DHUM 25A43 - Fall 2025 Course Introduction

Pandas practice on the IMDB 1000 movies dataset

data dictionnary

1. First Look at the Data

Q1. Display the first 5 rows of the dataset.

Q2. What are the column names?

Q3. What is the dimension of the dataset?

Q4. What is the data type of each column?

Q5. What is the number of missing values in each column?

Q6. What is the average in each column?

Q7. who is the most common director?

Q8. what is the most common genre?

This is more complex as we need to concatenate the genres and then count the most common ones.

2. Selecting Columns (Projection)

Q3. Display only the Series_Title column.

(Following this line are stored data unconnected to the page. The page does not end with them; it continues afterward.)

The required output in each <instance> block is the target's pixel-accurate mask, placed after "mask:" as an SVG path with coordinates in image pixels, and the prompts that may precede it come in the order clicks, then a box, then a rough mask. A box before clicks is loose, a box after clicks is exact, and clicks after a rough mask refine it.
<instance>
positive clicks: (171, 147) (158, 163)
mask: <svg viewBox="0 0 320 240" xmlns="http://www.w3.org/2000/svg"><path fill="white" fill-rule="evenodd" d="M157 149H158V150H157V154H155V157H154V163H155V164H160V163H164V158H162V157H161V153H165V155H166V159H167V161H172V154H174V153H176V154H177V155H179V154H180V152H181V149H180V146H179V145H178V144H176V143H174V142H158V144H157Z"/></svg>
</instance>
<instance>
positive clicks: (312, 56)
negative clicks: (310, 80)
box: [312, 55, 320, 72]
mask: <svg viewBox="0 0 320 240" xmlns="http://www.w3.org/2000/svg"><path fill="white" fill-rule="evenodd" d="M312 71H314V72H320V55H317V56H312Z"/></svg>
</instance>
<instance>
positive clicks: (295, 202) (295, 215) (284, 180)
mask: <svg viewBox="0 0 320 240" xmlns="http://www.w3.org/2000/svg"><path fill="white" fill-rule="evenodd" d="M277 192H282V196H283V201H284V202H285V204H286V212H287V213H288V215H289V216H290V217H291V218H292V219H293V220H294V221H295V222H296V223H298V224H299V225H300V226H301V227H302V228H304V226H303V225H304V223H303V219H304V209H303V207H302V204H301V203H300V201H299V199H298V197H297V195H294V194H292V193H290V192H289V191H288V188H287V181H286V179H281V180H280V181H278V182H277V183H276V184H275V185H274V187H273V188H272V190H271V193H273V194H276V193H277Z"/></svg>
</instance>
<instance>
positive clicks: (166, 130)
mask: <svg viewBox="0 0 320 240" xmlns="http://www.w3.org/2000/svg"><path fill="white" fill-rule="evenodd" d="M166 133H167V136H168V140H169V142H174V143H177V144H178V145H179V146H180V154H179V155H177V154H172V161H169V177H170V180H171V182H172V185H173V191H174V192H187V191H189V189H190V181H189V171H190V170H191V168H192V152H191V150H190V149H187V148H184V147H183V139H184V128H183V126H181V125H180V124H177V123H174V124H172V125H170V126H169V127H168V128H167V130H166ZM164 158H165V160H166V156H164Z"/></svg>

Q4. Display the Series_Title and IMDB_Rating columns together.

3. Simple Filtering (Masks on Rows)

Q5. Show all movies with an IMDb rating higher than 9.0.

Q6. Show all movies released after 2010.

Q7. Show movies with the certificate "PG-13".

4. Exploring the Data

Q8. What is the highest IMDb rating in the dataset?

Q9. Which movie has the highest IMDb rating?

Q10. Count how many movies are in each Certificate category.

Q11. What is the average IMDb rating of all movies?

Q12. What is the most common genre?

Q5. do recent movies have better ratings?

5. Sorting Data

Q13. List the top 10 movies with the highest IMDb rating.

Q14. List the top 10 movies with the highest number of votes.

6. Visualization

(use matplotlib or pandas built-in plotting)

Q15. Plot a histogram of IMDb ratings.

Q16. Create a scatter plot of IMDB_Rating (y-axis) vs. Released_Year (x-axis).

Q17. Create a bar plot of the top 5 genres by number of movies.

7. String to minutes

Q18. Convert the Runtime column (e.g. “142 min”) into numeric minutes and find the average runtime.

Q19. What are the top 5 movies with the highest gross revenue?